- IATA: none; ICAO: KSRB; FAA LID: SRB;

Summary
- Airport type: Public
- Owner: Upper Cumberland Airport Authority
- Serves: Cookeville, Tennessee Sparta, Tennessee
- Elevation AMSL: 1,025 ft / 312 m
- Coordinates: 36°03′21″N 085°31′51″W﻿ / ﻿36.05583°N 85.53083°W

Map
- SRB Location of airport in TennesseeSRBSRB (the United States)

Runways
| Direction | Length |  | Surface |
| ft | m |
| 4/22 | 6,704 | 2,043 | Asphalt |

Statistics (2020)
- Aircraft operations: 33,095
- Based aircraft: 109
- Source: Federal Aviation Administration

= Upper Cumberland Regional Airport =

Rural airport in Tennessee, US

Upper Cumberland Regional Airport is a public use airport located adjacent to Tennessee State Route 111 approximately 8.5 nautical miles (15.7 km) south of the central business district of Cookeville and 9 nautical miles (17 km) northwest of the central business district of Sparta. Owned by the Upper Cumberland Airport Authority, which comprises the Cities of Cookeville and Sparta and the governments of White County and Putnam County, it is included in the National Plan of Integrated Airport Systems for 2011–2015, which categorized it as a general aviation facility.

Although many U.S. airports use the same three-letter location identifier for the FAA and IATA, this airport is assigned SRB by the FAA but has no designation from the IATA (which assigned SRB to Santa Rosa Airport in Santa Rosa, Beni, Bolivia).

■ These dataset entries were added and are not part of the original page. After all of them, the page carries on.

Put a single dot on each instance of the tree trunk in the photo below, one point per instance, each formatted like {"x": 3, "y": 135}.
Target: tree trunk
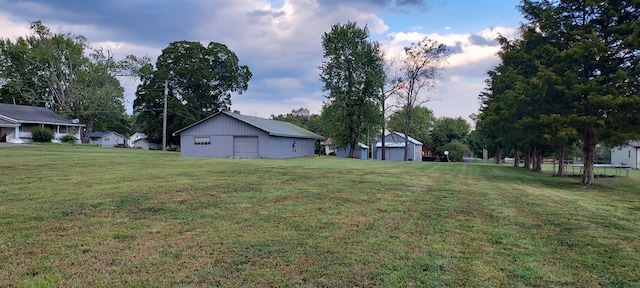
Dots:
{"x": 497, "y": 155}
{"x": 589, "y": 140}
{"x": 353, "y": 153}
{"x": 407, "y": 125}
{"x": 560, "y": 161}
{"x": 85, "y": 134}
{"x": 537, "y": 162}
{"x": 384, "y": 153}
{"x": 527, "y": 158}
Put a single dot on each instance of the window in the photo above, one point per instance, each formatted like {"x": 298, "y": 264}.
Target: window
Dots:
{"x": 202, "y": 140}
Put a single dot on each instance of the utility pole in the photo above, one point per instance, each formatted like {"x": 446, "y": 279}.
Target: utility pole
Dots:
{"x": 164, "y": 116}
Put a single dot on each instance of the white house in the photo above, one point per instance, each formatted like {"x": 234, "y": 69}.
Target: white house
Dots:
{"x": 108, "y": 139}
{"x": 627, "y": 155}
{"x": 17, "y": 122}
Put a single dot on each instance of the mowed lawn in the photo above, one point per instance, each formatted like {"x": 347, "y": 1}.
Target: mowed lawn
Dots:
{"x": 86, "y": 216}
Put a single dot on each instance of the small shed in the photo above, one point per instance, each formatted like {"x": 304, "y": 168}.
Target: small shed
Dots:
{"x": 363, "y": 151}
{"x": 227, "y": 134}
{"x": 107, "y": 139}
{"x": 394, "y": 146}
{"x": 627, "y": 155}
{"x": 144, "y": 144}
{"x": 135, "y": 137}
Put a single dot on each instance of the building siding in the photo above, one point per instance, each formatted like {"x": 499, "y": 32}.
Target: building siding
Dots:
{"x": 222, "y": 130}
{"x": 397, "y": 153}
{"x": 344, "y": 152}
{"x": 282, "y": 147}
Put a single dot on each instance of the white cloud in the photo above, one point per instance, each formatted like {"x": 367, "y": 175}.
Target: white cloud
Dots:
{"x": 11, "y": 28}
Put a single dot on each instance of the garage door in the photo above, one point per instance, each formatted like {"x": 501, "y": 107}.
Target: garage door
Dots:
{"x": 245, "y": 147}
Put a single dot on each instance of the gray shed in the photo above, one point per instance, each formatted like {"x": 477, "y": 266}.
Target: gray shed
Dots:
{"x": 363, "y": 151}
{"x": 394, "y": 145}
{"x": 226, "y": 134}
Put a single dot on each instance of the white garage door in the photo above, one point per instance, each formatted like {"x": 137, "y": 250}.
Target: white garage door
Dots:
{"x": 245, "y": 147}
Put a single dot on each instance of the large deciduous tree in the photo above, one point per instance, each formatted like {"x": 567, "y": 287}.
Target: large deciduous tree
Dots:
{"x": 199, "y": 81}
{"x": 55, "y": 70}
{"x": 422, "y": 123}
{"x": 353, "y": 76}
{"x": 419, "y": 69}
{"x": 598, "y": 56}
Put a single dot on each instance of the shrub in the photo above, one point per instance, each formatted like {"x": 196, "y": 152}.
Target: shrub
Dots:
{"x": 69, "y": 138}
{"x": 42, "y": 134}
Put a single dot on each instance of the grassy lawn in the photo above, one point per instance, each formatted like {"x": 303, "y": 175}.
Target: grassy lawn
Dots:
{"x": 86, "y": 216}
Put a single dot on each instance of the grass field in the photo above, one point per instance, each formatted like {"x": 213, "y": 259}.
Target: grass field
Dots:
{"x": 86, "y": 216}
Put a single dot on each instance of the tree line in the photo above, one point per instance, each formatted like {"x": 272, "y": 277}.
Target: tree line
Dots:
{"x": 572, "y": 78}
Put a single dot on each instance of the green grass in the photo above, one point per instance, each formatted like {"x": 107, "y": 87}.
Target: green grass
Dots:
{"x": 86, "y": 216}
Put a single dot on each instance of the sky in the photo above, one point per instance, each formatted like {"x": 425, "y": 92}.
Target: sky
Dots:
{"x": 280, "y": 40}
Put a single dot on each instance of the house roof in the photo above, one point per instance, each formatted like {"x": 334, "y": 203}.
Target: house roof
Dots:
{"x": 273, "y": 127}
{"x": 398, "y": 140}
{"x": 31, "y": 114}
{"x": 634, "y": 143}
{"x": 100, "y": 134}
{"x": 6, "y": 123}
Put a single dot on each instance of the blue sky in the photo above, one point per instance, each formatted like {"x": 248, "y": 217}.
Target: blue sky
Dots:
{"x": 280, "y": 40}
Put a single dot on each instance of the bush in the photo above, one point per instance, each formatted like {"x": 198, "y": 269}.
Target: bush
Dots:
{"x": 69, "y": 138}
{"x": 42, "y": 134}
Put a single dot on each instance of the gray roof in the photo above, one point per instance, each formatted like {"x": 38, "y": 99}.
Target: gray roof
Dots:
{"x": 273, "y": 127}
{"x": 100, "y": 134}
{"x": 30, "y": 114}
{"x": 6, "y": 123}
{"x": 399, "y": 141}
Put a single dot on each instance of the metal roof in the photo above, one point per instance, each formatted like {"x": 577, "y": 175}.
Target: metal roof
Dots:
{"x": 100, "y": 134}
{"x": 398, "y": 140}
{"x": 273, "y": 127}
{"x": 7, "y": 123}
{"x": 31, "y": 114}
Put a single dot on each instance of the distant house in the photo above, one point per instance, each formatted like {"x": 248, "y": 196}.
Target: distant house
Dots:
{"x": 17, "y": 122}
{"x": 394, "y": 146}
{"x": 139, "y": 140}
{"x": 627, "y": 155}
{"x": 107, "y": 139}
{"x": 363, "y": 151}
{"x": 145, "y": 144}
{"x": 226, "y": 134}
{"x": 329, "y": 147}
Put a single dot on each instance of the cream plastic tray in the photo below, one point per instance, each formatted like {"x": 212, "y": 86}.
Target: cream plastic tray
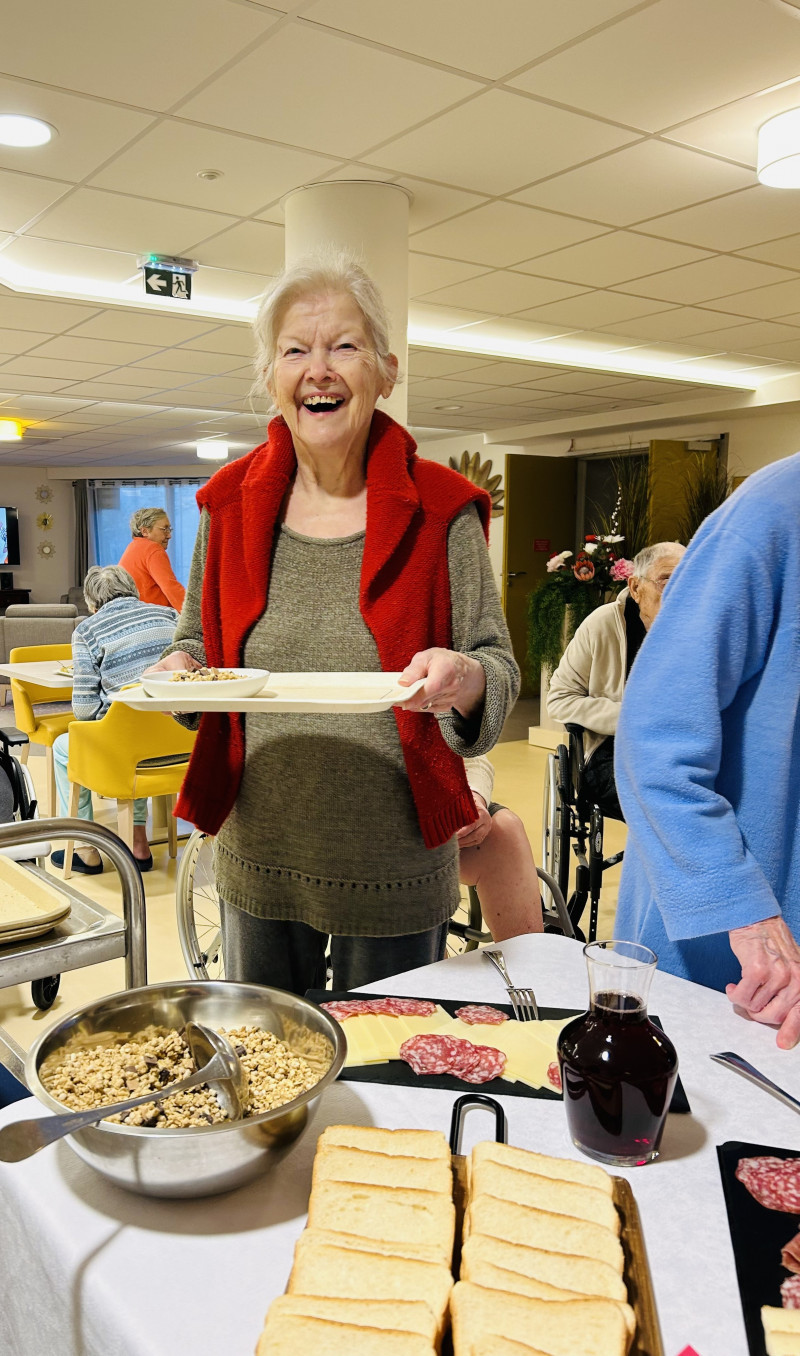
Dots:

== Facilities and aircraft ==
Upper Cumberland Regional Airport covers an area of 362 acres (146 ha) at an elevation of 1,025 feet (312 m) above mean sea level. It has one runway designated 4/22 with an asphalt surface measuring 6,704 by 100 feet (2,043 x 30 m).

For the 12-month period ending December 31, 2020, the airport had 33,095 aircraft operations, an average of 91 per day: 63% general aviation, 33% air taxi, and 3% military. At that time there were 109 aircraft based at this airport: 86 single-engine, 15 multi-engine, 4 jet, and 4 helicopter.